British Columbia is making changes to its Strata Property Act that will give strata owners more flexibility when their property reaches the end of its life cycle or when they decide they would like to sell the property.
The changes will allow strata owners to terminate ownership by receiving agreement from 80 per cent of all owners instead of the previous unanimous vote, which also required the signatures of all lenders and other registered charge holders. Until this point, B.C. was one of the few jurisdictions that still required a unanimous vote to terminate strata corporation.
“We made this change to give strata lot owners more freedom to choose what they want to do as their property nears the end of its life cycle,” said Rich Coleman, Minister of Natural Gas Development and Minister Responsible for Housing. “We don’t want people to be stuck in a situation where they’re paying for repairs on a property that’s not worth repairing, but they can’t terminate the strata because it’s really difficult to get a unanimous vote.”
When older strata corporations reach the end of their life cycle, building and common property components may begin to fail, leading to costly repair bills. In that case, selling the underlying property for redevelopment could be the best option for the group of lot owners. Oftentimes, the land value of the stratas is higher than the sum of the market value of each individual unit. More units can also be rebuilt on the property, adding to the housing supply.

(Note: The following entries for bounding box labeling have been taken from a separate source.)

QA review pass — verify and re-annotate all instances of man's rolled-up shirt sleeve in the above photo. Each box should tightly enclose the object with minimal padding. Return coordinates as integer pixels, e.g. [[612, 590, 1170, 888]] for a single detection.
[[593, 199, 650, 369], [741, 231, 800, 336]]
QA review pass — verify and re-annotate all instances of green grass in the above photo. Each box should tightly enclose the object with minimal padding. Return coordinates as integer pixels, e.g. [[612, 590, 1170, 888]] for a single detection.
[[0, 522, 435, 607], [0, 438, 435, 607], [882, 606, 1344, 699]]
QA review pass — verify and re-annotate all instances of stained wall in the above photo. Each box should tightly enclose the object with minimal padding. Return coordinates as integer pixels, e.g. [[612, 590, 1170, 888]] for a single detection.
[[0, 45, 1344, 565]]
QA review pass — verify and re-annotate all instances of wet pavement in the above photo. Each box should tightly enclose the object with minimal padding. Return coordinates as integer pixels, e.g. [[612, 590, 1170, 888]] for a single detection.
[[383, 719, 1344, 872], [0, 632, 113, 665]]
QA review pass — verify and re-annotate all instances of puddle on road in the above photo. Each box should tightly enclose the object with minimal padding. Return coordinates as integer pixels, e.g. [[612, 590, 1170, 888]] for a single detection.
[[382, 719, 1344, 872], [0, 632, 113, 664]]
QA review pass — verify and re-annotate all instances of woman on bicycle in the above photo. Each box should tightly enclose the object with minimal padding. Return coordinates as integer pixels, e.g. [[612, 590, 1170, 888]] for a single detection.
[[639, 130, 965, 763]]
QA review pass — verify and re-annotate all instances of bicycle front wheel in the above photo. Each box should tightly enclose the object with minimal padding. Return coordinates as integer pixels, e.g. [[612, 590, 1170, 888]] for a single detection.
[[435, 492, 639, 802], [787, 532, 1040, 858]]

The changes to the Strata Property Act allow for court oversight to protect any minority dissenting owners and registered charge holders. Since an appeal is not required, the court will automatically consider whether the proposed termination of corporation is significantly unfair to one or more unit owners or charge holders, including mortgage providers.

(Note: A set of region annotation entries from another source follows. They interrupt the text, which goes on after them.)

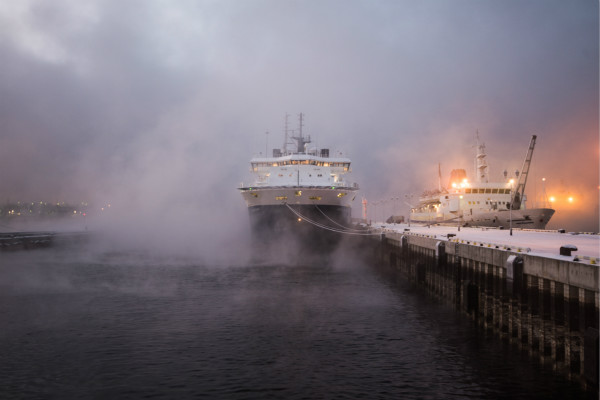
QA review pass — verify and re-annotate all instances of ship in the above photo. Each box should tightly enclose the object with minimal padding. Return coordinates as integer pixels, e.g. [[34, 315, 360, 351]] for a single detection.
[[239, 114, 359, 251], [409, 133, 555, 233]]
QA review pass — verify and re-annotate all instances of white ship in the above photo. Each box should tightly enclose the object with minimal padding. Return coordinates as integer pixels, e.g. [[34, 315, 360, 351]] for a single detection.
[[239, 114, 358, 248], [410, 135, 554, 229]]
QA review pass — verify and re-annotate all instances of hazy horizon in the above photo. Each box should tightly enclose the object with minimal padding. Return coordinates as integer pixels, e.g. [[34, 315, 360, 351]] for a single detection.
[[0, 0, 600, 256]]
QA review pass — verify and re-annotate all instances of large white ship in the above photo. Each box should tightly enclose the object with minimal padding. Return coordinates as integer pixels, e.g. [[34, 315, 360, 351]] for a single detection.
[[410, 135, 554, 229], [239, 114, 358, 248]]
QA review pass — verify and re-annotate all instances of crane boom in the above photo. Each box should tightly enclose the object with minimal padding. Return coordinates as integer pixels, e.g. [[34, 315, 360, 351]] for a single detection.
[[511, 135, 537, 210]]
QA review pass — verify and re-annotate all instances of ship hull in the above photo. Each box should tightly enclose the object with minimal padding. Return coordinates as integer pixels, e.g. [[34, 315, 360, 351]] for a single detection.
[[410, 208, 554, 229], [248, 204, 351, 253]]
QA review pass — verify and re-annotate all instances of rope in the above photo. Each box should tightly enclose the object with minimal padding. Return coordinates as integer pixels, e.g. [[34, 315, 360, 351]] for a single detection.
[[314, 204, 365, 232], [284, 203, 380, 236]]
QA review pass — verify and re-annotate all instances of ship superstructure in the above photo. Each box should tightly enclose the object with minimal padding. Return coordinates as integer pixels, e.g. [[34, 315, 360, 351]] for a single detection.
[[410, 135, 554, 229], [239, 114, 358, 248]]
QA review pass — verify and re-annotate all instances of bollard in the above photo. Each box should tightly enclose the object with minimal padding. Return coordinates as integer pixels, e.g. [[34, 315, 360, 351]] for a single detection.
[[505, 255, 523, 295], [560, 244, 577, 256]]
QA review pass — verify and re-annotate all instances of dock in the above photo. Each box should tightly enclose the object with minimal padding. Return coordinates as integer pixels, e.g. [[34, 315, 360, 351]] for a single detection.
[[371, 224, 600, 393], [0, 231, 89, 252]]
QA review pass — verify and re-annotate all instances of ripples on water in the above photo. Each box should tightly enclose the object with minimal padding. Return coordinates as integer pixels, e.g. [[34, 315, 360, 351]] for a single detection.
[[0, 250, 589, 399]]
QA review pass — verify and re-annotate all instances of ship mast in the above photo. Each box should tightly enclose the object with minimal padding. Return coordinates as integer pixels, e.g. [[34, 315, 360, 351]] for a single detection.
[[511, 135, 537, 210], [292, 113, 311, 154], [475, 130, 488, 183]]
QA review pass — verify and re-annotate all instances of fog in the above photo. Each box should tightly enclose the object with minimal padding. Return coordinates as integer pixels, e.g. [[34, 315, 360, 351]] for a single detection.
[[0, 0, 599, 258]]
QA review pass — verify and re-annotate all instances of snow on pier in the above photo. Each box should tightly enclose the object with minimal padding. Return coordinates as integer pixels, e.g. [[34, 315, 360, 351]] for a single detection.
[[373, 223, 600, 264]]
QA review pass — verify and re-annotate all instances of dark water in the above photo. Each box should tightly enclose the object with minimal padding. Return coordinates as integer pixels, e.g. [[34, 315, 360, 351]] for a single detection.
[[0, 250, 592, 399]]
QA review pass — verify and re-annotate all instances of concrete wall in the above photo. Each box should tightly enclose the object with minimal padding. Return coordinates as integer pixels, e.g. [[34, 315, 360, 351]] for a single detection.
[[377, 233, 600, 392]]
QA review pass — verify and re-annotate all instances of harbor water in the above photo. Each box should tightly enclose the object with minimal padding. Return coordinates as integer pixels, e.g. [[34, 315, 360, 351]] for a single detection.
[[0, 248, 592, 399]]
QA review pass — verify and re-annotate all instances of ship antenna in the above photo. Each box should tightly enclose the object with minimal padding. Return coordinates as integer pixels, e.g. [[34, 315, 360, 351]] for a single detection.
[[265, 131, 269, 158], [292, 113, 310, 154], [475, 129, 488, 183]]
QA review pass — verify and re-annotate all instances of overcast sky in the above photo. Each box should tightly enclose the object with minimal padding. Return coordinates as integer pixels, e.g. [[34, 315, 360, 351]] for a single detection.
[[0, 0, 600, 247]]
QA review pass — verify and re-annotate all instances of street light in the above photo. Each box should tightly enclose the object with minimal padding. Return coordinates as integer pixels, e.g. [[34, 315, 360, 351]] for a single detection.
[[508, 179, 515, 236]]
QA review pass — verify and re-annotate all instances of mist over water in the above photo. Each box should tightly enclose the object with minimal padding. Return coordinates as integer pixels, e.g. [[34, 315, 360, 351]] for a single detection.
[[0, 242, 586, 399]]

Changes to the Strata Property Act are based on recommendations made by the BC Law Institute. Following extensive public consultation, the changes were widely supported by strata owners.

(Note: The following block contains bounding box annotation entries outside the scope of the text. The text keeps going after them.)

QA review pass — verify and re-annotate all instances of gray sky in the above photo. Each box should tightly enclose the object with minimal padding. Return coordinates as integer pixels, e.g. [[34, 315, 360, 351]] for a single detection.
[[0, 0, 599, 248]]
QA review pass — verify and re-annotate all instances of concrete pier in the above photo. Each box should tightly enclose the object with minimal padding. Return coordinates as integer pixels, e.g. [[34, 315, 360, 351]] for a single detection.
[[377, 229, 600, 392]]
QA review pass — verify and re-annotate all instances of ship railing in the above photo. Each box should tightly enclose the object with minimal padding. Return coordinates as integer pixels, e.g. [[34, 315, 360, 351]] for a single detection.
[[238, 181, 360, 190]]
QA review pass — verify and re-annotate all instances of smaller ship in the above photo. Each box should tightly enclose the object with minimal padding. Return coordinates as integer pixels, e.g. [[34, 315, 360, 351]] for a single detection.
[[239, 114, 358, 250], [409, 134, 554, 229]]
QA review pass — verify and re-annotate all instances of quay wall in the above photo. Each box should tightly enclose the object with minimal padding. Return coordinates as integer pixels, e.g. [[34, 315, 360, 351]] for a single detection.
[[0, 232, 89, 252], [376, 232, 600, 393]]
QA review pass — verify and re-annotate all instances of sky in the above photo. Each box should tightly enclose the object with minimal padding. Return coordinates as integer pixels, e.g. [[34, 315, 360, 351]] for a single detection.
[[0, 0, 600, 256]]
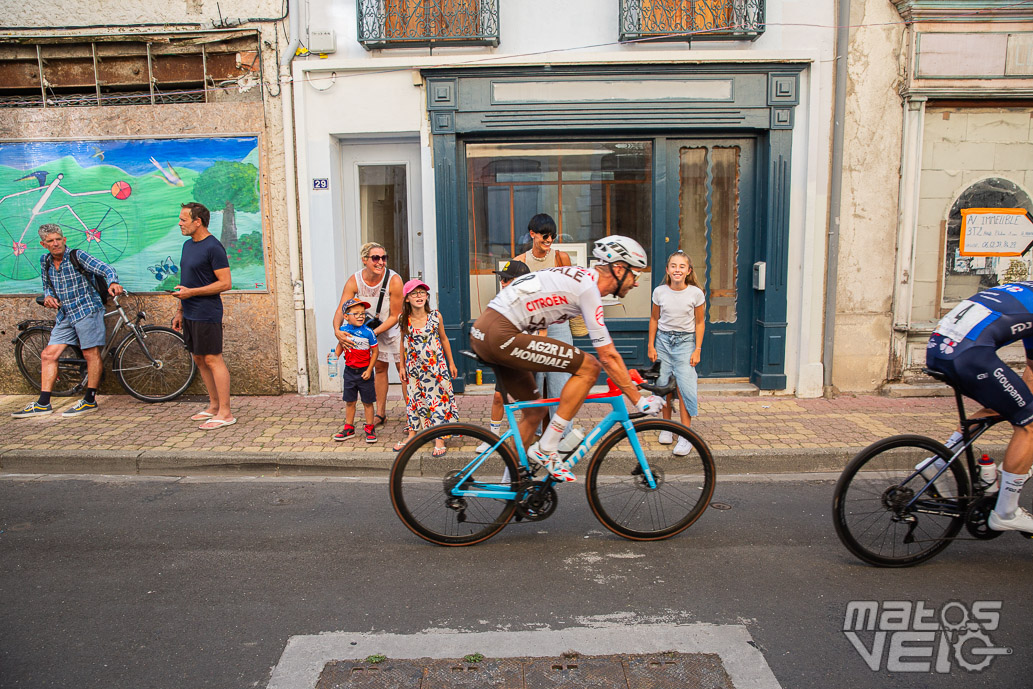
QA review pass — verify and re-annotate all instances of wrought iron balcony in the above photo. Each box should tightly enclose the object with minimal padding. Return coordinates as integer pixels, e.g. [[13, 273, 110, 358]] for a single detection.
[[355, 0, 499, 50], [620, 0, 764, 41]]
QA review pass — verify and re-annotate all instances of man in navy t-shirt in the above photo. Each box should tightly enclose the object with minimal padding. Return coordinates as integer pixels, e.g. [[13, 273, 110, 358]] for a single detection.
[[173, 202, 237, 431]]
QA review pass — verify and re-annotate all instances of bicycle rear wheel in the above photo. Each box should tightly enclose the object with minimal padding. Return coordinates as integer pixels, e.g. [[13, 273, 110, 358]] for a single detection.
[[390, 424, 519, 545], [115, 325, 197, 402], [14, 325, 87, 397], [833, 435, 969, 567], [585, 418, 717, 540]]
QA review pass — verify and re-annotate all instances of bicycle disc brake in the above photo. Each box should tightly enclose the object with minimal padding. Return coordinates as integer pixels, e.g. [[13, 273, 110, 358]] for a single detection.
[[631, 465, 664, 491], [965, 493, 1004, 540], [517, 481, 559, 522]]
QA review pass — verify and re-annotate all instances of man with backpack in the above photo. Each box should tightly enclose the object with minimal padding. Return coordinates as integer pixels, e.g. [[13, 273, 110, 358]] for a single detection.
[[11, 223, 122, 418]]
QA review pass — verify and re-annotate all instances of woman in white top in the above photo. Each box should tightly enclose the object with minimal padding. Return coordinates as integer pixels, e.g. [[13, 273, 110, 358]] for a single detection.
[[647, 249, 707, 455]]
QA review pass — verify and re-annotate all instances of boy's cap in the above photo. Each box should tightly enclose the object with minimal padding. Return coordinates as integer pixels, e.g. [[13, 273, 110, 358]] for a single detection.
[[341, 299, 370, 313], [493, 260, 531, 280], [402, 279, 431, 296]]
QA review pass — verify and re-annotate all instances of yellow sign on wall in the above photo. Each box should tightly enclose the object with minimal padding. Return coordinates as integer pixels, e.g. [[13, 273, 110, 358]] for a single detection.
[[958, 208, 1033, 256]]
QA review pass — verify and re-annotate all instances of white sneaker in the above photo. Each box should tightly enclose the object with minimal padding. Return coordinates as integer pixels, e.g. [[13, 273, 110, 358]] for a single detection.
[[527, 443, 577, 483], [914, 457, 954, 498], [987, 507, 1033, 533]]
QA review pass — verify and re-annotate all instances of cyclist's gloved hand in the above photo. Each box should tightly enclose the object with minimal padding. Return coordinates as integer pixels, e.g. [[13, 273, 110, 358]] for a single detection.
[[635, 395, 666, 414]]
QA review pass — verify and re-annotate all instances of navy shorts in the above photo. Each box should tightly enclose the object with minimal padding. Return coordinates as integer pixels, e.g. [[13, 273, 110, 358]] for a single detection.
[[183, 318, 222, 356], [341, 366, 377, 404], [926, 335, 1033, 426]]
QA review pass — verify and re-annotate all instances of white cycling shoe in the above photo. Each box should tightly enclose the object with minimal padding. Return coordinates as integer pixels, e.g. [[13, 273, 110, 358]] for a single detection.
[[987, 507, 1033, 533], [527, 443, 577, 483]]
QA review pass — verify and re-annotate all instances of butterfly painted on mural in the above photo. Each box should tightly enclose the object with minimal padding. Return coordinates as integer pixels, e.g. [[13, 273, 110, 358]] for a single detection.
[[147, 256, 180, 282]]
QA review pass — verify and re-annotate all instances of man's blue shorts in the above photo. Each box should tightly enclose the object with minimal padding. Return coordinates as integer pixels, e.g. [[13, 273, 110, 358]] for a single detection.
[[48, 309, 106, 349]]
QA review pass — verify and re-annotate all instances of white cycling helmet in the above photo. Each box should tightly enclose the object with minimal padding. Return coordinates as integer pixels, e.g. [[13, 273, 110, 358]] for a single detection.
[[592, 234, 649, 269]]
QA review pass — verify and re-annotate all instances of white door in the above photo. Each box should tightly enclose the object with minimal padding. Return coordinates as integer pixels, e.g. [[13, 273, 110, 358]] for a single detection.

“The regulations bringing the 80 per cent vote into effect are a positive step for strata corporations considering liquidation of their buildings for redevelopment,” said Tony Gioventu, executive director of the Condominium Home Owners’ Association (CHOA). “Requiring 80 per cent of the voting entitlement to support a liquidation enables owners to collectively negotiate for the best possible financial returns. The requirement for a court application to approve the decision will ensure protection of the public interest and minority rights.”